It has been confirmed that the Da Vinci rapist Robert Greens could be back living in Midlothian next year with his parole hearing due in 2016.
Gorebridge Community Council received confirmation of this from Inspector Michelle Ritchie.
Greens would be eligible for parole next year given that his original ten year sentence would be up.
The group had queried this with the community police officer who attended its October meeting, following rumours on social media.
Outgoing Gorebridge Community Council chairman Eddie Roebrtson, speaking at his group’s latest meeting last week, said: “I have had a talk with Michelle Ritchie regarding this and she said Greens is up for parole next year.
“If he is successful he will be re-housed somewhere in Midlothian.”
Greens, from Mayfield, was dubbed the Da Vinci rapist for his horrific attack in 2006 on a Dutch student near Rosslyn Chapel, a key location in the book The Da Vinci Code.
He was freed from prison in 2012 under the automatic early release system, having served two thirds of his sentence. Greens sparked protests by hundreds of furious locals near when he was rehoused at Butlerfield cottages near Bonnyrigg after his first release. But the following year, he returned to prison after he broke one of the conditions of his release by visiting Penicuik, the home town of his former wife.
Mayfield and Easthouses Community Council chairman Robert Hogg believes the protests will return if Greens is released, wherever he lives.
He said: “The same thing will happen again. It doesn’t matter if it’s eight or ten years.
“If he got put back in Dalkeith, Mayfield, wherever, there would be an uproar.
“People will find out one way or another and there will be protests.
“It’s a difficult situation. I can understand people being upset. But if he is released then it’s going to be a case of where do they put him?
“If he got moved to Ayrshire I’m sure people would kick-up in Ayrshire.
“There’s no easy answer, nobody wants him in their community after he committed such a heinous crime.”

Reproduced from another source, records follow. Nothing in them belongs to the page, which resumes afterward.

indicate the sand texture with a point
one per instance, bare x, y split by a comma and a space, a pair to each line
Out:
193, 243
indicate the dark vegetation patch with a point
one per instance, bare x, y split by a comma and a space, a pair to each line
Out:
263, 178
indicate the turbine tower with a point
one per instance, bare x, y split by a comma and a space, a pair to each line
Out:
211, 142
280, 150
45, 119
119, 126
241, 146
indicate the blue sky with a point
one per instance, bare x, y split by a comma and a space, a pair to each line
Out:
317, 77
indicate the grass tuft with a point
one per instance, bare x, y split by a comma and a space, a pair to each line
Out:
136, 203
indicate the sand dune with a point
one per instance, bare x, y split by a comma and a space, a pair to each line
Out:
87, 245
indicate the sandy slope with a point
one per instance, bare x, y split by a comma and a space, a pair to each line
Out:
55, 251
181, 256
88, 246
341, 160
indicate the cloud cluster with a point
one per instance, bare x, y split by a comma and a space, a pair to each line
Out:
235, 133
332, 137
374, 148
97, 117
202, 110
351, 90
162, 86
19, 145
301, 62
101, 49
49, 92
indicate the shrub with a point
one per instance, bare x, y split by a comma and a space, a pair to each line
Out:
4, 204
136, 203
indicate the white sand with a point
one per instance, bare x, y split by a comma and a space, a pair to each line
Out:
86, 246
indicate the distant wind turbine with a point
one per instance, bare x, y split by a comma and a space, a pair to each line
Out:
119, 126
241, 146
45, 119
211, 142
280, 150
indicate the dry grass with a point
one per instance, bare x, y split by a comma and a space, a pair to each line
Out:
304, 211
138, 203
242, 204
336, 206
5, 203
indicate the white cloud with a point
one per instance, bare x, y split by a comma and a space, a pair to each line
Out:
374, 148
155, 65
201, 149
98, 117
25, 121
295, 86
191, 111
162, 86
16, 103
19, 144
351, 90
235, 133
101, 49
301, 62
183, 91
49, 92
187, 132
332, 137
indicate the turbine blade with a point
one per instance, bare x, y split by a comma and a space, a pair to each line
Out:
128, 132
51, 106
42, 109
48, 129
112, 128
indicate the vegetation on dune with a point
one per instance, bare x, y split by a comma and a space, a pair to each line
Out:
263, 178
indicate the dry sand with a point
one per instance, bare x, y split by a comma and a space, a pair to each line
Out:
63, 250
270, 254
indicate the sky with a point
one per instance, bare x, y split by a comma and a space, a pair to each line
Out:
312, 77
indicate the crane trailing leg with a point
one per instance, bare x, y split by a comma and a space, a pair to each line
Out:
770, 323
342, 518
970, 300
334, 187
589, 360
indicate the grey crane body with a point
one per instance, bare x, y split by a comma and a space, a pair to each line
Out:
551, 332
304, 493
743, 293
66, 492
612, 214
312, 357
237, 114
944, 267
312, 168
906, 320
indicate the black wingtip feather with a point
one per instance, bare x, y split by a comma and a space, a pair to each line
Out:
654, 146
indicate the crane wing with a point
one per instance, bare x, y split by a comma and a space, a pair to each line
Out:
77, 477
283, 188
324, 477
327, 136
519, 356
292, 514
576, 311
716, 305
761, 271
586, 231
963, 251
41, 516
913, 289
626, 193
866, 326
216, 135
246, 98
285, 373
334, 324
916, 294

Mr Hogg admitted that if Greens was released he would have sympathy with the police and the local authority.
He said: “What he did was horrendous and he has been punished for it. He will have to get released sometime.
“It’s a difficult one. People will say you should get a second chance. But other people will say they don’t want him in their back yard too.
“The council will have to decide where that will be. They have to place him somewhere. So I think it’s difficult for the council and the police.”
The police, the Scottish Prison Service and Midlothian Council declined the opportunity to comment. The Scottish Parole Board said it does not comment on individual cases.